Por Mario De Gasperín Gasperín, obispo emérito de Querétaro

En general, el hombre religioso acostumbra invocar o decir “Dios” en numerosos acontecimientos de su vida. Sucede que hasta los ateos lo suelen nombrar. Por eso quizás sea provechoso preguntarnos, nosotros los creyentes, qué queremos decir cuando decimos Dios; pues muchas de las imágenes que tenemos de Dios, las hemos fabricado en nuestra imaginación o tomado de nuestro entorno según las experiencias que hayamos tenido en la vida. Queremos poner un poco de sentido a esas expresiones para dar a quien nombramos el respeto que merece.

Los católicos tenemos en la Biblia la revelación maravillosa de Dios. Él mismo nos ha dado a conocer su nombre, lo cual debemos agradecer. Este hecho singular no nos excusa, al contrario, nos apremia a purificar nuestra imagen de Dios.

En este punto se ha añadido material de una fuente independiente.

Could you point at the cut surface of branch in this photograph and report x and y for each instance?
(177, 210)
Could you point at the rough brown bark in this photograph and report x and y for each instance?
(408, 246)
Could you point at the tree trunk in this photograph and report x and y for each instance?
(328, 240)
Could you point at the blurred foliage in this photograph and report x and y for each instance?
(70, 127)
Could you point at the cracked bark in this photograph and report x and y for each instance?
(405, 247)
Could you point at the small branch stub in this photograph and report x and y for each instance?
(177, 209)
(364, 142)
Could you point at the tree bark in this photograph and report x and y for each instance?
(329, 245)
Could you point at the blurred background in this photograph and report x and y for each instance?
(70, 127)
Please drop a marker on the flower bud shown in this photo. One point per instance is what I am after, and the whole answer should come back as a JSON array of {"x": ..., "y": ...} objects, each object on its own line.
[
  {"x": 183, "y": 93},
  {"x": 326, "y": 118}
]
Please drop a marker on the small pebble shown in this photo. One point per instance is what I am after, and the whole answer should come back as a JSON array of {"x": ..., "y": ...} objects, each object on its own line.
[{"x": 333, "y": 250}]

Las imágenes de Dios que nos ofrece la Biblia, van cambiando según la época en que se escribió. La Biblia es un libro vivo y presenta una evolución interna in crescendo. En la época remota de los patriarcas, a Dios se le llama el Montañés, el Altísimo, el Todopoderoso, el Señor de los ejércitos (celestiales), el Santo; posteriormente, se va personalizando como El Dios de Abraham, de Isaac y de Jacob, el Dios de los Padres, hasta el punto que el pueblo de Israel llega a intercambiar con Él vida y apellido: “Tú serás mi pueblo y yo seré tu Dios”. Cada uno se define por su contraparte.

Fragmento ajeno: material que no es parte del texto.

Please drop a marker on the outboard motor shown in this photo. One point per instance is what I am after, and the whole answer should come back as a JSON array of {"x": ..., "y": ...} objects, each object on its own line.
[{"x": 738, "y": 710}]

Finalmente, esta personalización se hará personificación en Jesucristo, quien nos revela a Dios como Padre suyo y de todos los que crean en él. Esta es la imagen preferida tanto para Jesús como para nosotros. Procede de la misma boca y experiencia de Jesús. Es un regalo infinito, que exige un comportamiento nuestro sagrado, pues la imagen que tenemos de nuestro padre terreno puede desnaturalizar al Padre del cielo. Numerosos pequeños sufren esta decepción con grave detrimento de su fe.

Quien dice no creer en Dios, acusa, culpable o inculpablemente, una imagen equivocada de Dios. Hechos. Refundida en la sacristía de un templo yacía una imagen del Sagrado Corazón. El nuevo párroco pidió al sacristán que se la acercara para limpiarla; se sorprendió cuando vio el pecho perforado a balazos. El sacristán le explicó que el templo había sido ocupado por soldados, y que su papá, entonces sacristán como él, le contó que el capitán de la tropa le preguntó quién era ese mono del altar; el sacristán, hombre sencillo y creyente, le respondió: -Es Dios. Reaccionó el general, y le dijo: -Pues yo reto a Dios. Si es Dios, que me mate primero. Y apuntó; como nada pasaba, le disparó. El humilde sacristán, cuando llegó a su casa, contó a sus hijos lo sucedido. Su comentario fue: ¿Qué creía ese tipo que Dios le iba a cumplir su gusto?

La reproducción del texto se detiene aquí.